Bug 1450203

Summary:	Irrelevant upper layer protocol traffic may erroneously "confirm" neigh entries
Product:	Red Hat Enterprise Linux 7	Reporter:	Ihar Hrachyshka <ihrachys>
Component:	kernel	Assignee:	Lance Richardson <lrichard>
kernel sub component:	arp/icmp	QA Contact:	Jianlin Shi <jishi>
Status:	CLOSED ERRATA	Docs Contact:
Severity:	medium
Priority:	medium	CC:	aloughla, atragler, dgilbert, ealcaniz, ihrachys, jiji, lmiksik, lrichard, oblaut, sukulkar
Version:	7.3
Target Milestone:	rc
Target Release:	7.4
Hardware:	Unspecified
OS:	Unspecified
Whiteboard:
Fixed In Version:		Doc Type:	If docs needed, set a value
Doc Text:		Story Points:	---
Clone Of:		Environment:
Last Closed:	2017-08-02 07:31:13 UTC	Type:	Bug
Regression:	---	Mount Type:	---
Documentation:	---	CRM:
Verified Versions:		Category:	---
oVirt Team:	---	RHEL 7.3 requirements from Atomic Host:
Cloudforms Team:	---	Target Upstream Version:
Embargoed:
Bug Depends On:
Bug Blocks:	1438662

Description Ihar Hrachyshka 2017-05-11 19:38:46 UTC

Description of problem: in downstream OpenStack CI, we experience random connectivity issues: https://bugzilla.redhat.com/show_bug.cgi?id=1438662

Month-long investigation uncovered that in particular situations, ARP table entries may cycle through STALE-DELAY-REACHABLE states without issuing a single ARP probe even when no matching upper layer protocol traffic arrives from the entry lladdr. This is because till 4.11, the following patch series was not included:

https://www.spinics.net/lists/linux-rdma/msg45907.html

The patch series tackles the problem where confirmations happen on dst_entry structure that can be reused for multiple ARP entries. So seemingly unrelated traffic actually "confirms" entries, which explains why not a single ARP probe to update the affected ARP entries is sent during failing test runs.

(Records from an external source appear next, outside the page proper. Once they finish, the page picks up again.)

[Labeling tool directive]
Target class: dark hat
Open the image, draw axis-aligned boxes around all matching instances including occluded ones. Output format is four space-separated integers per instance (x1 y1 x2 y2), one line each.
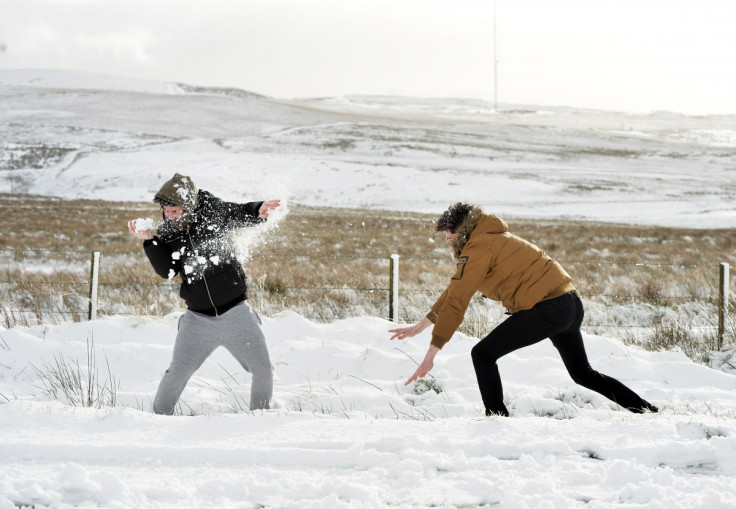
434 202 473 233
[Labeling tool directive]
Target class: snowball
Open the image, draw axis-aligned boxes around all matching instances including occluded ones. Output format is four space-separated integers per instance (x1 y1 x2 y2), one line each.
135 217 153 232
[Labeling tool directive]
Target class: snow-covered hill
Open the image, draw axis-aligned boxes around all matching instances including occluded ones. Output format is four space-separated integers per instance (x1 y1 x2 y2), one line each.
0 70 736 228
0 312 736 509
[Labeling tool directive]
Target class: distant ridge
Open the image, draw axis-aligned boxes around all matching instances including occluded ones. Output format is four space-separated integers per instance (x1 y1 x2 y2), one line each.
176 83 268 99
0 69 266 99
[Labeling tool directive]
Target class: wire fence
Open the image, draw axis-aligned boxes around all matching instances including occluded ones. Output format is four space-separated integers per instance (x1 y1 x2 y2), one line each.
0 249 731 347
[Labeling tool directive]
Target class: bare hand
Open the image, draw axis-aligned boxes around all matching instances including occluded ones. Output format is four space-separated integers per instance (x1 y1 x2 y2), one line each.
404 346 440 385
258 200 281 219
388 325 419 339
389 317 432 339
128 219 153 240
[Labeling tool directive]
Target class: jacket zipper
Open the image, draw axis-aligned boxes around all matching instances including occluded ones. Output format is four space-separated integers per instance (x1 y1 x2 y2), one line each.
187 232 220 316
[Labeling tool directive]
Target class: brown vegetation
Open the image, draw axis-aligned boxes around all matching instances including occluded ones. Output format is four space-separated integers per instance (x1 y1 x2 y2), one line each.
0 191 736 362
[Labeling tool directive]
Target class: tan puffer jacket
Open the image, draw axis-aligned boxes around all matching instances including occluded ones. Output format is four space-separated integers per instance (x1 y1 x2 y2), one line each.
427 208 575 348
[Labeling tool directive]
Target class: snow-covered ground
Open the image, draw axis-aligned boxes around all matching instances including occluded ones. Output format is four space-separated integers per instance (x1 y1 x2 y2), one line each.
0 70 736 228
0 71 736 509
0 312 736 509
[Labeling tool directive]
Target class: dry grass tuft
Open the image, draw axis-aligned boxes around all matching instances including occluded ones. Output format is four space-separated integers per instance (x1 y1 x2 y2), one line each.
0 191 736 356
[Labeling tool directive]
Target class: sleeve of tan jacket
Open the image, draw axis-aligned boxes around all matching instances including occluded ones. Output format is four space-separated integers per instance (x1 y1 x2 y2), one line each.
427 235 491 348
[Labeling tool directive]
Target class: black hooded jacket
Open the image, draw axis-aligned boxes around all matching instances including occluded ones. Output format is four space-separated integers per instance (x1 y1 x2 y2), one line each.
143 190 265 315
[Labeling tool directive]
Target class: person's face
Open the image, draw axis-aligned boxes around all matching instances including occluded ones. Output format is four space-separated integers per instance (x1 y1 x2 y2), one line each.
162 205 184 221
445 230 457 244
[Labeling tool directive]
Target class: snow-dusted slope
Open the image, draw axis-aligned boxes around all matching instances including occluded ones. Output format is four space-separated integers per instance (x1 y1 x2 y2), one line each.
0 71 736 227
0 313 736 509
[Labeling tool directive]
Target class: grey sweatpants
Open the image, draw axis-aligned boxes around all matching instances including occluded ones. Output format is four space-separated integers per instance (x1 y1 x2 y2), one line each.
153 302 273 415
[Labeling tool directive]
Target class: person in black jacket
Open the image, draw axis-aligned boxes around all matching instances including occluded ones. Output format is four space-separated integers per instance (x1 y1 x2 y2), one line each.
128 173 281 415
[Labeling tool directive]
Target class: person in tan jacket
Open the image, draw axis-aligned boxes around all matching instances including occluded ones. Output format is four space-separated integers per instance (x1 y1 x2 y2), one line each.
389 203 658 416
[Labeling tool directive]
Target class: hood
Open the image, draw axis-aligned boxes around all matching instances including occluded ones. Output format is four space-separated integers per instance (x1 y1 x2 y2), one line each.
153 173 199 212
153 173 199 231
452 207 509 259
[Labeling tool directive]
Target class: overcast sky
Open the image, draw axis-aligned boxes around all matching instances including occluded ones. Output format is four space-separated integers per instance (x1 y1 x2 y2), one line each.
0 0 736 114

With (most of) those patches applied to RHEL7 kernel, I was able to pass OpenStack scenario test runs. With patches applied, I see (in captured .pcap) that after 5 seconds of not being able to reach the lladdr, kernel correctly issues a ARP probe, updates lladdr in ARP table with the new MAC address, and successfully establishes connections to the IP address.

An attempt to backport (most of) those patches from the series that is proved to work can be found at: https://github.com/booxter/centos-kernel (note it doesn't include sctp and the last cleanup patch since I didn't think that could affect my testing, and indeed it did not). Besides missing patches, it would need some refinement to accommodate for KABI stability requirements set for RHEL kernels.

Version-Release number of selected component (if applicable): 3.10.0-514.22.1.el7

How reproducible: I couldn't come up with a script that would show the issue isolated from OpenStack and its test suite, but see steps below.

Steps to Reproduce:

Though I don't have easy steps to reproduce, I will try to explain the state in which the system is stuck with broken ARP entries, the following should happen:

1. an existing stale ARP entry for IP1 with MAC1 should exist;
2. IP1 is moved to another device with MAC2;
3. Linux kernel sends first packet directed to IP1 with MAC1, ARP entry transitions to DELAY;
4. in the meantime while kernel waits for delay timeout to happen (which is set to 5s), another upper layer protocol packet that is not directed to the lladdr triggers confirmation of the wrong ARP entry;
5. kernel delay timer triggers, but since the entry is now confirmed, kernel bails out of ARP probes and just transitions the entry to REACHABLE;
6. after next REACHABLE -> STALE transition, steps 3-5 repeat.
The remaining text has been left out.